-Re: Jobs are still in running state after executing "hadoop job -kill jobId"
Edward Capriolo 2011-07-05, 17:29
On Tue, Jul 5, 2011 at 11:45 AM, Juwei Shi <[EMAIL PROTECTED]> wrote:
> We sometimes have hundreds of map or reduce tasks for a job. I think it is
> hard to find all of them and kill the corresponding jvm processes. If we do
> not want to restart hadoop, is there any automatic methods?
> 2011/7/5 <[EMAIL PROTECTED]>
> > Um kill -9 "pid" ?
> > -----Original Message-----
> > From: Juwei Shi [mailto:[EMAIL PROTECTED]]
> > Sent: Friday, July 01, 2011 10:53 AM
> > To: [EMAIL PROTECTED]; [EMAIL PROTECTED]
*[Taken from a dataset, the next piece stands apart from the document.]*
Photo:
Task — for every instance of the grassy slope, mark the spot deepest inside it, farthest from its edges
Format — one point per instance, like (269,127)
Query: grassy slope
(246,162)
> > Subject: Jobs are still in running state after executing "hadoop job
> > -kill jobId"
> > Hi,
> > I faced a problem that the jobs are still running after executing
> > "hadoop
> > job -kill jobId". I rebooted the cluster but the job still can not be
> > killed.
> > The hadoop version is 0.20.2.
> > Any idea?
> > Thanks in advance!
> > --
> > - Juwei
I do not think they pop up very often but after days and months of running a
orphans can be alive. The way I would handle it is write a check that runs
over Nagios (NRPE) and looks for Hadoop task processes using ps, that are
older then a certain age such as 1 day or 1 week etc. Then you can decide if
want nagios to terminate these orphans or do it by hand.